British Prime Minister David Cameron said yesterday (8 January) he would veto a European-wide financial transaction tax unless it was adopted globally, deepening a confrontation with European Union heavyweights France and Germany.
Cameron said France should be free to go it alone and introduce a financial transactions tax if it wished.
Paris and Berlin want an EU-wide tax on financial transactions but Britain is resisting, fearing it will damage the City of London, a global financial centre where much of the tax would be raised.
Cameron's threat to block the tax comes after he angered EU partners last month by vetoing a new EU treaty on greater fiscal integration in the eurozone, aimed at defusing the euro debt crisis. Critics said his move risked leaving Britain isolated from the EU's 26 other members.
"The idea of a new European tax, when you're not going to have that tax put in place in other places, I don't think is sensible and so I will block it," Cameron told the BBC.
"Unless the rest of the world all agreed at the same time that we are all going to have some sort of tax then we are not going to go ahead with it," he said.

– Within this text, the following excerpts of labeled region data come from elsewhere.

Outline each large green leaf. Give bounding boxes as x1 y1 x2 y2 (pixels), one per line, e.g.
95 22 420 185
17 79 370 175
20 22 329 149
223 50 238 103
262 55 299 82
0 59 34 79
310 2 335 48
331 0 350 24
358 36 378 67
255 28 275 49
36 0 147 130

EU-wide tax measures need approval from all 27 member states.
EU's plan B
French President Nicolas Sarkozy vowed on Friday to push ahead with a new tax on financial transactions, also known as a Tobin tax, even without France's EU partners. A senior French official said on Sunday his country could table a parliamentary bill for a new tax as soon as February.
"If the French themselves want to go ahead with a transaction tax in their own country, then they should be free to do so," Cameron said.

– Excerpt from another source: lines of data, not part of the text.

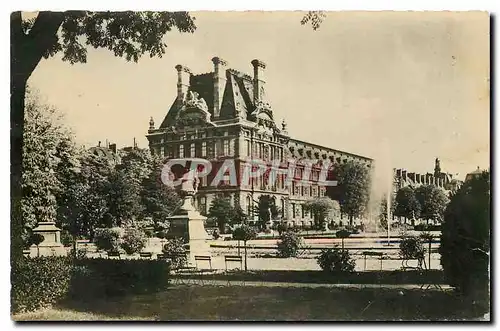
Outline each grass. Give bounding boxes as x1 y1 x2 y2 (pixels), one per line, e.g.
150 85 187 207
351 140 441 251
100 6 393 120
13 286 487 321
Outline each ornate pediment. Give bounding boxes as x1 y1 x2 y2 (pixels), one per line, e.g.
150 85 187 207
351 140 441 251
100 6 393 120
175 91 214 127
251 101 273 121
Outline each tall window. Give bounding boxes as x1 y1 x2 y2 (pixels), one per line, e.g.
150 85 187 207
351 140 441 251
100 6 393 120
201 141 207 157
245 140 251 156
189 143 196 157
281 199 285 218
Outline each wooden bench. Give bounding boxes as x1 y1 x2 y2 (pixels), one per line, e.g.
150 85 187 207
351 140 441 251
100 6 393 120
224 255 243 271
107 252 121 259
194 255 212 271
139 252 153 259
362 251 385 270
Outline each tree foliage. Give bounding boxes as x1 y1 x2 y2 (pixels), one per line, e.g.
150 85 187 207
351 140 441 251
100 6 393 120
10 11 196 258
394 186 420 222
304 197 339 228
254 194 280 228
21 91 78 243
300 11 326 31
415 185 448 222
337 161 371 223
439 171 491 294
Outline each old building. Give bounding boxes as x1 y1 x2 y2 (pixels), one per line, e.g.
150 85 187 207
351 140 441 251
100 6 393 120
147 57 372 225
394 158 460 195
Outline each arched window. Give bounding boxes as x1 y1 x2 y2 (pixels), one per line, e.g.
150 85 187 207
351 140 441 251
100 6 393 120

Cameron said a transaction tax that applied only in Europe would cost jobs and tax revenues, drive lots of financial institutions elsewhere and be bad for the whole of Europe.

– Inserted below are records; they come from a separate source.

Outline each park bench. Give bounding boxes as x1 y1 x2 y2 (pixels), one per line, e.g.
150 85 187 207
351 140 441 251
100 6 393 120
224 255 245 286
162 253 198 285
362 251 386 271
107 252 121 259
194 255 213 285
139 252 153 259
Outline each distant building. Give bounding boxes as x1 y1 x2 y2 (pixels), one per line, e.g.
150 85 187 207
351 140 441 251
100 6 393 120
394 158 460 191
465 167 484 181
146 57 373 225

He suggested other European leaders should copy taxes that Britain has on banks and share transactions.
The EU's executive arm, the European Commission, adopted plans in September for a financial transaction tax under which stock and bond trades would be taxed at the rate of 0.1%, with derivatives taxed at 0.01%.
The Commission says it may push for a tax among a smaller group of members if agreement by all 27 proved impossible, via an 'enhanced cooperation' procedure, which requires a minimum of nine countries to agree.
"There is nothing in the treaty that would limit such a mechanism to the euro area," said Commission spokesman Olivier Bailly, adding: "The final dimension is impossible to foresee at this stage".
The tax will be discussed when Sarkozy and German Chancellor Angela Merkel meet today in Berlin and at a meeting of the European Council in Brussels on 30 January.
Cameron may see the political benefit of a more assertive approach to Brussels after his decision to veto the new EU treaty won him praise from eurosceptics on the right of his Conservative Party and brought him a boost in the opinion polls.
However, it angered his pro-European junior coalition partners, the Liberal Democrats.
Cameron said it was a "myth" his veto left Britain isolated, saying eurozone members had met without Britain for years. He added that other EU states may eventually reject the pact.
Britain has opened a new battle front with its EU partners by saying members of the new "fiscal compact" should not take decisions on issues affecting the EU's single market for trade.
"Britain's interest is in having a strong single market that's determined at the level of the 27," Cameron said.
He said Britain would be part of agreements it had a national interest in joining, such as the EU single market and NATO, but not of the Schengen passport-free zone or the euro, which it had no national interest in joining.
"We are a lot better off outside the euro, with our own currency and our very low interest rates that we have right now," he said.
Britain's Deputy Prime Minister Nick Clegg, the Liberal Democrat leader, is to host a meeting of his liberal allies from around Europe in London on Monday to promote his agenda of re-engagement with the EU after Cameron's treaty veto.
In September 2011 the European Commission proposed a financial transactions tax (FTT) – also known as a Tobin tax or Robin Hood tax – that would tax the exchange of shares and bonds at a rate of 0.1% and would tax derivative contracts at a rate of 0.01%.
The Commission estimated this would raise €57 billion in revenue each year, to be split between the EU and the member states. The tax, which would come into effect in 2014, would affect all transactions where one party is within any of the EU's 27 countries, according to a blueprint by the EU executive.
Last week, France's minister for European Affairs Jean Leonetti said the tax would be enacted this year on an intergovernmental basis, despite objections from some EU countries.
- 11 Jan. Official inauguration of the Danish EU Presidency
- 30 Jan. Extraordinary EU summit on jobs
- 1-2 March. regular EU summit. '17+6' group plus others expected to sign to new intergovernmental treaty putting in place the so-called "fiscal compact".
- 25 May 2012: Regular European Council meeting.
- 28-29 June 2012: Regular European Council meeting.
- 1 July: Beginning of Cyprus EU presidency.
- July 2012: Entry into force of the eurozone's permanent bailout fund, the European Stability Mechanism (ESM).
- End 2012: Target date for completing ratification process of new treaty.